© Joseph Dougherty. All rights reserved.
The Cobia Cage dive site on Eleuthera, Bahamas.
Cobia, Rachycentron canadum, is considered one of the most suitable candidates for warm, open-water marine fish aquaculture in the world. Their rapid growth rate in aquaculture, as well as the high quality of the flesh makes cobia potentially one of the most important marine fish for future aquaculture production.

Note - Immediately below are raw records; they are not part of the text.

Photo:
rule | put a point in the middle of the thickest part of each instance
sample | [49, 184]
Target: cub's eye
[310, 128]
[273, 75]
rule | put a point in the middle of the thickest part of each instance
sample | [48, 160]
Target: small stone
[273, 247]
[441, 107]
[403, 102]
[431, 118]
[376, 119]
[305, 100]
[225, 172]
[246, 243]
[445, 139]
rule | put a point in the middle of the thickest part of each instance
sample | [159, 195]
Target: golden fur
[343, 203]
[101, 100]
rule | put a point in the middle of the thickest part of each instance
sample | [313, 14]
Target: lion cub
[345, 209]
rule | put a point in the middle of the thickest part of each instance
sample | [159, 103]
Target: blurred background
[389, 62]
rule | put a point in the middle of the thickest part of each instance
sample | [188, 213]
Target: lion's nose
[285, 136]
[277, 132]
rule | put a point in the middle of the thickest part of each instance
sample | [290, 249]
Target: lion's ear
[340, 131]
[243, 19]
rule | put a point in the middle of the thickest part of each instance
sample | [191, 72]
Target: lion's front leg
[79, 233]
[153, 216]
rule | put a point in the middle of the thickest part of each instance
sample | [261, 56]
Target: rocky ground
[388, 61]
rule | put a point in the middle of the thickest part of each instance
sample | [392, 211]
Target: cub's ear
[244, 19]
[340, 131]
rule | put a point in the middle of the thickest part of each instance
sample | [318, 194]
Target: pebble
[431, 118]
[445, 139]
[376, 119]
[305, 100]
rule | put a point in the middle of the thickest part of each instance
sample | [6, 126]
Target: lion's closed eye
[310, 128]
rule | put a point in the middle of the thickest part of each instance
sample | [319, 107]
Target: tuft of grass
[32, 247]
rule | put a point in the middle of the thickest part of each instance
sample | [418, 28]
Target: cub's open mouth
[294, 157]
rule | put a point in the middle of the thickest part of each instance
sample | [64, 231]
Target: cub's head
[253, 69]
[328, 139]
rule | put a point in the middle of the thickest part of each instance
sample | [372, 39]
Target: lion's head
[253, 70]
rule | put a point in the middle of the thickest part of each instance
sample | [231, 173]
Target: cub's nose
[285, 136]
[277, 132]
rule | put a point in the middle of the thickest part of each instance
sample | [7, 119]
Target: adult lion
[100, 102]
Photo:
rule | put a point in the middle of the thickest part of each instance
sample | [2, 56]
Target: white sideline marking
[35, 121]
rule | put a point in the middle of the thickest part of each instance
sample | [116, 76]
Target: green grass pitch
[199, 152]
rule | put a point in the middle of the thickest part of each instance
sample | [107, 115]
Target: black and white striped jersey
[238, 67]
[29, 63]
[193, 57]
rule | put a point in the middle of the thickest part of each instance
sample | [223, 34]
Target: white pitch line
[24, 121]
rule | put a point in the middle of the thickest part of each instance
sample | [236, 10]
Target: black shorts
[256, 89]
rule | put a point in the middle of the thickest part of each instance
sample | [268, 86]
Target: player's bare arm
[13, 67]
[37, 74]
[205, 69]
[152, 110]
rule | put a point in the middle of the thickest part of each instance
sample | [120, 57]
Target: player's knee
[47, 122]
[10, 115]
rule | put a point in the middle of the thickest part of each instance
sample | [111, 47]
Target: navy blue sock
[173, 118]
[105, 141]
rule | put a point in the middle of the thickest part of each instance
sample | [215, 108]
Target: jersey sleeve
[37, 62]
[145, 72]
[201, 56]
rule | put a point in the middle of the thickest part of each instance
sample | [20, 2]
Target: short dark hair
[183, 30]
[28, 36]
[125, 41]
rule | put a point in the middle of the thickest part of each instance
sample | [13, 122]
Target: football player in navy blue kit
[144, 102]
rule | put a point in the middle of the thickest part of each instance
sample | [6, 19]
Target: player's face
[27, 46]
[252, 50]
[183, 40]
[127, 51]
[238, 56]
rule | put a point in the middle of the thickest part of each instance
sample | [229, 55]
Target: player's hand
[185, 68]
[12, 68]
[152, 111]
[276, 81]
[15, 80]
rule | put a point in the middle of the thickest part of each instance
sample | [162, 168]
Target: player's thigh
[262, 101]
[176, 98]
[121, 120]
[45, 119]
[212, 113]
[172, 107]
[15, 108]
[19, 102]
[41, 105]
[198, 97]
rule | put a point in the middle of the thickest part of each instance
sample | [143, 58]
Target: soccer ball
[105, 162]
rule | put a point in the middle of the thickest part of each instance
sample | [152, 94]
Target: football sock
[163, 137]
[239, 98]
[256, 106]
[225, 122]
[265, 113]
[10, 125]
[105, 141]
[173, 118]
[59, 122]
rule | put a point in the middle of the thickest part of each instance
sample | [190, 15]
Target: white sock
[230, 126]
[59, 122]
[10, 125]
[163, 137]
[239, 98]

Currently, cobia are being cultured in nurseries and grow-out offshore cages many parts of Asia and off the coast of US, Mexico and Panama. In Taiwan 100–600 g cobia are cultured for 1–1.5 years to reach 6–8 kg in size which is suitable for export to Japan. Currently, around 80% of marine cages in Taiwan are devoted to cobia culture. In 2004, FAO reported that 80.6% of the world’s cobia production was by primarily China and Taiwan. After China and Taiwan, Vietnam is the third largest producer of farmed cobia in the world, where production was estimated at 1500 tons in 2008. Following the success of cobia aquaculture in Taiwan, emerging technology is being used to demonstrate the viability of raising hatchery-reared cobia in collaboration with the private sector, primarily using SeaStation™ and Aquapod™ submerged cages at exposed offshore sites in Puerto Rico and the Bahamas.